Parágrafo único - A adequação de valores e prazos de reembolso de que trata o caput será efetuada nas mesmas condições que forem estabelecidas segundo o que determina o inciso I do § 5º do art. 5º desta Lei.]
- Fica o Poder Executivo autorizado a conceder subvenção a produtores rurais nas operações de renegociação de que trata o § 6º-A do art. 5º da Lei 9.138/1995.
§ 1º - Cabe ao Banco Central do Brasil acompanhar e fiscalizar as operações renegociadas, beneficiárias de subvenção nos termos do caput.
Lei 10.186, de 12/02/2001 (Renumerado.
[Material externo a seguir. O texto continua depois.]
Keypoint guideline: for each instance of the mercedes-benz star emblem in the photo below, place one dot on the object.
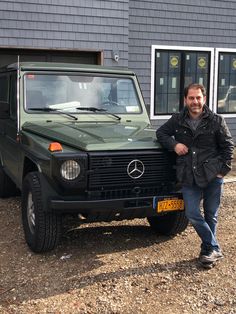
(135, 169)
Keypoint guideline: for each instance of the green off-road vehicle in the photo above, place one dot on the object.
(76, 139)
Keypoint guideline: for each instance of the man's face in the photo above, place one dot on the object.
(195, 101)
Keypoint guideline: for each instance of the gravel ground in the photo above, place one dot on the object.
(120, 267)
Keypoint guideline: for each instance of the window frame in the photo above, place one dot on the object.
(217, 54)
(180, 48)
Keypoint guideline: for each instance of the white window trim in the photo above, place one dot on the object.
(154, 47)
(217, 52)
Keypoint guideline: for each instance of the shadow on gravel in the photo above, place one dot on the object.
(25, 276)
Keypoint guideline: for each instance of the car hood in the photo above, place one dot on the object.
(96, 136)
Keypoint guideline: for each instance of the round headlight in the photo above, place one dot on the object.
(70, 169)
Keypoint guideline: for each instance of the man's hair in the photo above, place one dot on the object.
(194, 86)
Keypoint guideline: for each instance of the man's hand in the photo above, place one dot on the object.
(181, 149)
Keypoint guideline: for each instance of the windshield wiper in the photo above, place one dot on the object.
(94, 109)
(47, 109)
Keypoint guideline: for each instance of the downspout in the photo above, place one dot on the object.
(18, 98)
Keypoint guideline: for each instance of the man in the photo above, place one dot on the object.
(204, 148)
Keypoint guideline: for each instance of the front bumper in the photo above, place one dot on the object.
(110, 209)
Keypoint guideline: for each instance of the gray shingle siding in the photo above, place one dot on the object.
(130, 26)
(90, 24)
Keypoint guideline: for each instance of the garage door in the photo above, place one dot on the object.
(8, 56)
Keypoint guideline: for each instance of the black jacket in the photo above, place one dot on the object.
(210, 147)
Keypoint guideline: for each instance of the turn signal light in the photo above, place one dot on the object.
(55, 147)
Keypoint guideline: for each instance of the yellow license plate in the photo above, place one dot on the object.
(169, 205)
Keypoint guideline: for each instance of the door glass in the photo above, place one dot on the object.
(226, 93)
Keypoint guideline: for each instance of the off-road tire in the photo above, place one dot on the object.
(171, 223)
(42, 229)
(7, 186)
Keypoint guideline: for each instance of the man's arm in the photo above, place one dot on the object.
(165, 136)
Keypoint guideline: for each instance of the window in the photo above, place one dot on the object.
(13, 96)
(173, 68)
(75, 93)
(225, 87)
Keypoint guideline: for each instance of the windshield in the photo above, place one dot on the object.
(70, 93)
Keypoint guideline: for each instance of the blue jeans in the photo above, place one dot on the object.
(204, 223)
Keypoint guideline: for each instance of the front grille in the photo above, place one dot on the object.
(108, 171)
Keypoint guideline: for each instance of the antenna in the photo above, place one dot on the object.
(18, 95)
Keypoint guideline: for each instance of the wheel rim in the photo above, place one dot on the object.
(31, 213)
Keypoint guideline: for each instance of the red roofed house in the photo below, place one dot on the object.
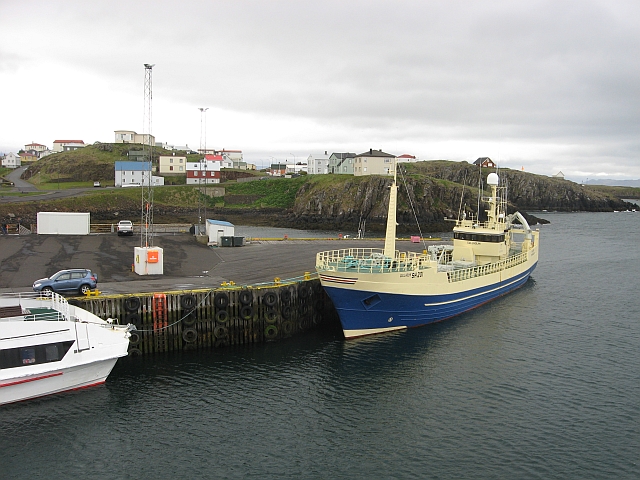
(406, 158)
(67, 145)
(485, 162)
(28, 157)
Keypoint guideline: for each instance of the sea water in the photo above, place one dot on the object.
(543, 383)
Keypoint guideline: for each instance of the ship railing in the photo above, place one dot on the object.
(369, 260)
(57, 307)
(486, 269)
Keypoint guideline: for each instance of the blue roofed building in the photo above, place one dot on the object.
(135, 174)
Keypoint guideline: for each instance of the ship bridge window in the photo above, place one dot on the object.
(474, 237)
(33, 354)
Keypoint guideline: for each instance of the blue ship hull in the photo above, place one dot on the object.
(383, 311)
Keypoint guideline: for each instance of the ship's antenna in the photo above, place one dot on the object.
(464, 184)
(479, 187)
(415, 216)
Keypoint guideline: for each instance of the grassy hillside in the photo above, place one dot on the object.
(84, 166)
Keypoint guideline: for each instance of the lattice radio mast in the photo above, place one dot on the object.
(146, 226)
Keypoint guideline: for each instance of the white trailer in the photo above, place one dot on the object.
(63, 223)
(216, 229)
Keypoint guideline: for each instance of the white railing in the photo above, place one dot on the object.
(27, 300)
(487, 269)
(369, 260)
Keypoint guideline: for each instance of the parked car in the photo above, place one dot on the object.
(79, 280)
(125, 227)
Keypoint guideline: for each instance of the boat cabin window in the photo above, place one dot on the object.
(477, 237)
(34, 354)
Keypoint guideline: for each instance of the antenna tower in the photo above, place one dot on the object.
(146, 226)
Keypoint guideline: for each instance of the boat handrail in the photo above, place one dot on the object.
(51, 300)
(486, 269)
(369, 260)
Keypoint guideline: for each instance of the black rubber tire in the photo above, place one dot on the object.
(285, 296)
(246, 312)
(189, 335)
(271, 332)
(287, 328)
(190, 318)
(220, 332)
(131, 304)
(135, 338)
(271, 316)
(188, 301)
(221, 300)
(270, 299)
(246, 297)
(222, 316)
(133, 318)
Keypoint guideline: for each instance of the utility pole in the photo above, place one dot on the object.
(203, 148)
(146, 226)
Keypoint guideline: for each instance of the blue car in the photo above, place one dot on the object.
(78, 280)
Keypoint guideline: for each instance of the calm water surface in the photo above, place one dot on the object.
(543, 383)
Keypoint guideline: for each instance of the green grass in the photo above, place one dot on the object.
(273, 193)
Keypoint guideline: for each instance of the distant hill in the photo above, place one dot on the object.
(615, 183)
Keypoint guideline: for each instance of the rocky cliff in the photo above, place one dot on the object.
(432, 191)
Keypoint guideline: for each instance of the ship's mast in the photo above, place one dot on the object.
(390, 237)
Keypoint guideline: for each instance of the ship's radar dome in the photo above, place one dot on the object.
(493, 179)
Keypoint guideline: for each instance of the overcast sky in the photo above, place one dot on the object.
(544, 85)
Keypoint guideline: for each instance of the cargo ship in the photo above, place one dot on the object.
(383, 290)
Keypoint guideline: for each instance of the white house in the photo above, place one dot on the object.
(67, 145)
(129, 136)
(318, 164)
(205, 171)
(373, 162)
(135, 174)
(11, 160)
(406, 158)
(172, 164)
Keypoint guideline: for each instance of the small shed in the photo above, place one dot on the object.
(216, 229)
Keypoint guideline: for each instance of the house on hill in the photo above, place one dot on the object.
(172, 164)
(67, 145)
(485, 162)
(373, 162)
(406, 158)
(135, 174)
(129, 136)
(11, 160)
(205, 171)
(341, 163)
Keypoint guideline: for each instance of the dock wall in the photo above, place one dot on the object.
(214, 318)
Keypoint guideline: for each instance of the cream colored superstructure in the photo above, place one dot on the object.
(376, 290)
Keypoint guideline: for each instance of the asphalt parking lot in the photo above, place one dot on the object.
(187, 264)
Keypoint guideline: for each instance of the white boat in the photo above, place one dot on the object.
(383, 290)
(49, 346)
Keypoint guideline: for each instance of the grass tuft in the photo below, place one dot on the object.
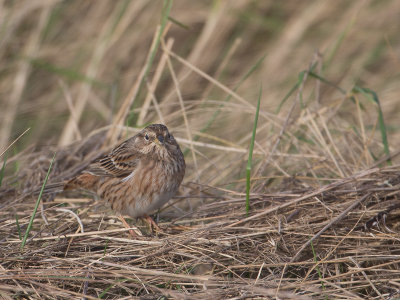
(28, 229)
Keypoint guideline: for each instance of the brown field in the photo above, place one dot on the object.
(78, 76)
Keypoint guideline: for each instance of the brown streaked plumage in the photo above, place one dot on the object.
(139, 175)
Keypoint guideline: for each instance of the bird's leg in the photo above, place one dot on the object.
(126, 225)
(149, 220)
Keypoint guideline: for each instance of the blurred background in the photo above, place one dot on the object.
(66, 68)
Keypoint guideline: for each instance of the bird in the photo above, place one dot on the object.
(138, 176)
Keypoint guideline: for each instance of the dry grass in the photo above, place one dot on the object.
(325, 190)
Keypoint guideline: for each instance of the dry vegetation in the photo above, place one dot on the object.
(325, 181)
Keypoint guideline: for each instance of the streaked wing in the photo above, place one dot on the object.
(121, 162)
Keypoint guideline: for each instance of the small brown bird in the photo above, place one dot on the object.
(138, 176)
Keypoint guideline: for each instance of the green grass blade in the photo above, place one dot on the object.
(249, 161)
(373, 97)
(131, 120)
(3, 168)
(28, 229)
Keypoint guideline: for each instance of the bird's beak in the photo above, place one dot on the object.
(159, 140)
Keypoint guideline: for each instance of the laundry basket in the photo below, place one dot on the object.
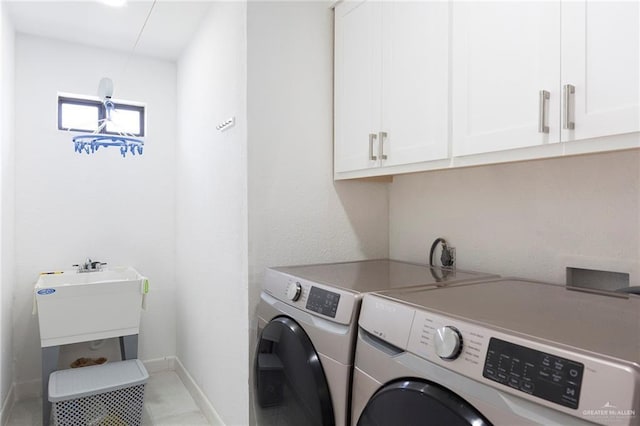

Antigo parágrafo único. Origem da Medida Provisória 2.050-11, de 28/07/2000).
§ 2º - Fica o Tesouro Nacional autorizado a atualizar os valores devidos às instituições financeiras a título de ressarcimento pelo rebate na taxa de juros de até dois pontos percentuais ao ano, de que trata o art. 2º desta Lei, utilizando a variação do Índice Geral de Preços do Mercado - IGP-M, divulgado pela Fundação Getúlio Vargas, ou outro que vier a substituí-lo.
Lei 10.186, de 12/02/2001 (Acrescenta o § 2º. Origem da Medida Provisória 2.050-11, de 28/07/2000).
§ 3º - No caso de ressarcimento efetuado a maior, em decorrência de valor indevidamente informado pela instituição financeira, a parcela a ser por esta devolvida deverá estar atualizada com base na variação do IGP-M verificada da data do ressarcimento à de devolução ao Tesouro Nacional, acrescida de multa de dois por cento.
Lei 10.186, de 12/02/2001 (Acrescenta o § 3º. Origem da Medida Provisória 2.050-11, de 28/07/2000). Art. 5º
- Esta Lei entra em vigor na data de sua publicação.